At Sales Reinvented, we are on a mission to change the negative perception of selling. Welcome to the Sales Reinvented Podcast.

Dec 29, 2021

When salespeople were forced to switch from face-to-face selling to virtual selling, they were forced to learn a different medium of communication. What you used to be able to communicate with your face, body language, energy, etc. has to be squeezed into a small square on a computer screen. Your customer doesn’t have the context of face-to-face. It requires learning new skills. In this episode of Sales Reinvented, Julie Hansen shares how acting skills can benefit a salesperson and help them succeed in this virtual reality we now live in. 

Outline of This Episode

  • [0:43] The difference between selling face-to-face and selling virtually
  • [2:38] How businesses can improve virtual selling
  • [4:47] Julie’s virtual selling blueprint
  • [6:54] Attributes + characteristics that make a great virtual seller
  • [9:34] Tools, techniques, and strategies to improve virtual sales 
  • [11:55] Julie’s virtual selling dos and virtual selling don’ts
  • [16:07] Get the virtual training you need to succeed in your role

The difference between selling face-to-face and selling virtually

Julie has a background in acting. Most actors/actresses start their careers doing live theatre. You can see your audience and what lands—or doesn’t—and adjust accordingly. Virtual selling is similar to moving to on-camera work. 

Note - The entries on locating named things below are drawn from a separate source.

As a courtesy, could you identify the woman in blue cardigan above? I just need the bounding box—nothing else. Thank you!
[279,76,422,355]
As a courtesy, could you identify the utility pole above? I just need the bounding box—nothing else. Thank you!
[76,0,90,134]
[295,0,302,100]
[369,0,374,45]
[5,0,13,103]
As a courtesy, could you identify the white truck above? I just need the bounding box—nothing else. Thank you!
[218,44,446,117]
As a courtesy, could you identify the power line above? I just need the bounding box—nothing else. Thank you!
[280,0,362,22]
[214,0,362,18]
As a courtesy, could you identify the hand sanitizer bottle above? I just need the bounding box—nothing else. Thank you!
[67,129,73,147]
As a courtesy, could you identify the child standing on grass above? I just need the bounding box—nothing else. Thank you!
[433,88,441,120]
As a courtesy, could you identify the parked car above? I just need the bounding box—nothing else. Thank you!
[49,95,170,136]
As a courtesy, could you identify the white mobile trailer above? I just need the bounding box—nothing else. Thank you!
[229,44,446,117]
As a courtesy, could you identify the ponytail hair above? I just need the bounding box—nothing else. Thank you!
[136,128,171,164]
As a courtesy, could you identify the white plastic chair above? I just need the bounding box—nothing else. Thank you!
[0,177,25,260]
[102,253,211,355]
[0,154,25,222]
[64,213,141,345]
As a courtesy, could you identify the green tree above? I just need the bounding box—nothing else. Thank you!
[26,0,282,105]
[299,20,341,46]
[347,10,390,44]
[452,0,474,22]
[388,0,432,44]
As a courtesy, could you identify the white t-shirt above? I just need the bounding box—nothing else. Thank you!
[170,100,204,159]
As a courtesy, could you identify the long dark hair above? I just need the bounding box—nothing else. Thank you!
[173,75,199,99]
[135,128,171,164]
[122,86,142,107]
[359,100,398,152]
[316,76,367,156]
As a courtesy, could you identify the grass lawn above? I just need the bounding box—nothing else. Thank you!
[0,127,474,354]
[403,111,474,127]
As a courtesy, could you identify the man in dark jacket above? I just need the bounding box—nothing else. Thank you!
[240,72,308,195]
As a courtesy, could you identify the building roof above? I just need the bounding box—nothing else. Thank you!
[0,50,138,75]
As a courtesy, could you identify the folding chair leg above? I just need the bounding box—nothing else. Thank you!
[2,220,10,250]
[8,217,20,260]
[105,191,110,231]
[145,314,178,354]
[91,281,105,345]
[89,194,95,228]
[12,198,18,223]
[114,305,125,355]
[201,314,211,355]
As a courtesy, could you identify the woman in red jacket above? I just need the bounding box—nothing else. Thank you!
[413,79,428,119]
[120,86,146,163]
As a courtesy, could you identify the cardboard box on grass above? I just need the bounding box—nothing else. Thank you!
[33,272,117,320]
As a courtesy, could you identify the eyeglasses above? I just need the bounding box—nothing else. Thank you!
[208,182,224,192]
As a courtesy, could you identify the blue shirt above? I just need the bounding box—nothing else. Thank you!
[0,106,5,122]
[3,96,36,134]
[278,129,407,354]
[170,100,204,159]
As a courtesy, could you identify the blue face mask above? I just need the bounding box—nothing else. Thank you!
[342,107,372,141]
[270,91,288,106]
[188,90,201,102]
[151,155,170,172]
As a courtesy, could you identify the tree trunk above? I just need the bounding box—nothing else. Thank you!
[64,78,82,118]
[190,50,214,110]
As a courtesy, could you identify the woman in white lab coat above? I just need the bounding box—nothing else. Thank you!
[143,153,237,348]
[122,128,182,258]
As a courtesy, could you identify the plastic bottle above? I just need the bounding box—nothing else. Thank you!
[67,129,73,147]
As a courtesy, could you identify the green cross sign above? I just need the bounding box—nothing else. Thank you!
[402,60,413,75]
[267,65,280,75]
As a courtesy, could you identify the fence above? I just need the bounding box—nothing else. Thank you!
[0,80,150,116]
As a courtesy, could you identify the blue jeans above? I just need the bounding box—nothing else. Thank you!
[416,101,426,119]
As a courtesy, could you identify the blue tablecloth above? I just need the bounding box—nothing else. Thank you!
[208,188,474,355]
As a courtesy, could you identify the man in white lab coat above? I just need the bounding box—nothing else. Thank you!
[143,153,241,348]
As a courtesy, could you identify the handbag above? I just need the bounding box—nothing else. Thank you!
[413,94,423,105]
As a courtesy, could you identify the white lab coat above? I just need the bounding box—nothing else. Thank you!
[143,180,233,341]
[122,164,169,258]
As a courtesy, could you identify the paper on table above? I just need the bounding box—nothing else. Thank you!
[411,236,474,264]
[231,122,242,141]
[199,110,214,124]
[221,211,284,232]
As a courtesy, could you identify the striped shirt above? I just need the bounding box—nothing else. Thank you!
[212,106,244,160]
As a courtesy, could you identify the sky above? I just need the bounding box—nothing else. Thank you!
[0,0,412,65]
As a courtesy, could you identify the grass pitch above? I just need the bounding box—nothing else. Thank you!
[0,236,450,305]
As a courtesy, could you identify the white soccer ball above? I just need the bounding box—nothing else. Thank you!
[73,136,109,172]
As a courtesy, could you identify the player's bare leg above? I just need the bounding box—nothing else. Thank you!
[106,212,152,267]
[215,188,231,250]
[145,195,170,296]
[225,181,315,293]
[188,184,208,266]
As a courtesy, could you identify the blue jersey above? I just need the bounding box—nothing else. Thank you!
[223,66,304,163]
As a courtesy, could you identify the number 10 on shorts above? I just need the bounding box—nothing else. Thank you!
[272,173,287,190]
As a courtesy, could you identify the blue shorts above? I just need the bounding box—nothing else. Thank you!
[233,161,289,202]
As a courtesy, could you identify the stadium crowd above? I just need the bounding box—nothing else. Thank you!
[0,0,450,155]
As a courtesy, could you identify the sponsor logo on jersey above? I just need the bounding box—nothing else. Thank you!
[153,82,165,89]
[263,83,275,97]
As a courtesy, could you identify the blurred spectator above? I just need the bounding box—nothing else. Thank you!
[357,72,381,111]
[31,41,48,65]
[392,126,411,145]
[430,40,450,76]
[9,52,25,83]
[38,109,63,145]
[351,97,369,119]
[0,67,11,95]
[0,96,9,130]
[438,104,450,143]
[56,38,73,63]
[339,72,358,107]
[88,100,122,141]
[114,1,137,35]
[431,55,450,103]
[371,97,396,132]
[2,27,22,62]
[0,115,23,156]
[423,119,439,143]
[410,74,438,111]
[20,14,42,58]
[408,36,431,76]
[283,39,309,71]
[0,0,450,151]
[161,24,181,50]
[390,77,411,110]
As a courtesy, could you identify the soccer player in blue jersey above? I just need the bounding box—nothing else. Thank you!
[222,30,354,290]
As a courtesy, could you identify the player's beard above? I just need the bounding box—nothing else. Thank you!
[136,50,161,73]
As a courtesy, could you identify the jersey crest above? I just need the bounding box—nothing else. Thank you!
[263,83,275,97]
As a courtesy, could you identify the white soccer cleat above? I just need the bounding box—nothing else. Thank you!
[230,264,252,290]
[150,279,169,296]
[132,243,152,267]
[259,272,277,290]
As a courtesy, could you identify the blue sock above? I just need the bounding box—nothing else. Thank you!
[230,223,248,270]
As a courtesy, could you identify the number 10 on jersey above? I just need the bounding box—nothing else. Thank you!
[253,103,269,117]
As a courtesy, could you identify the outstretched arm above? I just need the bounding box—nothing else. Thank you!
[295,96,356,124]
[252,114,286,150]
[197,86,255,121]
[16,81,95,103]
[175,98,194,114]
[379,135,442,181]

When Julie moved from live audiences to camera, she did what she did for theatre. But the director pointed out she wasn’t looking in the right place, she was out of frame, and was distracting. She learned she had to get new training to communicate in the new medium. Salespeople need to acknowledge that and learn new skills so they can communicate in a virtual environment. 

How businesses can improve virtual selling

Organizations learned that they can be more cost-effective doing sales calls virtually. Plus, McKinsey found in their research that more than three-quarters of B2B buyers prefer remote interaction versus face-to-face. You need to adapt to the new reality.

Most organizations throw tools and technology at their salesforce but haven’t realized that communication differences need to be addressed. How does the camera read behavior? What about your eye contact and facial expressions? Are you communicating what you need to? 

You have to learn to connect one-on-one on camera because sales are all about building relationships. People buy from people they like and they feel confident with. So you have to learn to establish those relationships through a camera. That’s where the growth needs to be. If you can do that, you’ll rise to the top and stand out. 

Attributes + characteristics that make a great virtual seller

Julie believes that the qualities needed to succeed are the same, whether in person or virtually. You need to be credible, keep your word, be authentic, show empathy, be an active listener, etc. But those qualities are often lost in a virtual exchange, so you have to adjust the way you communicate them.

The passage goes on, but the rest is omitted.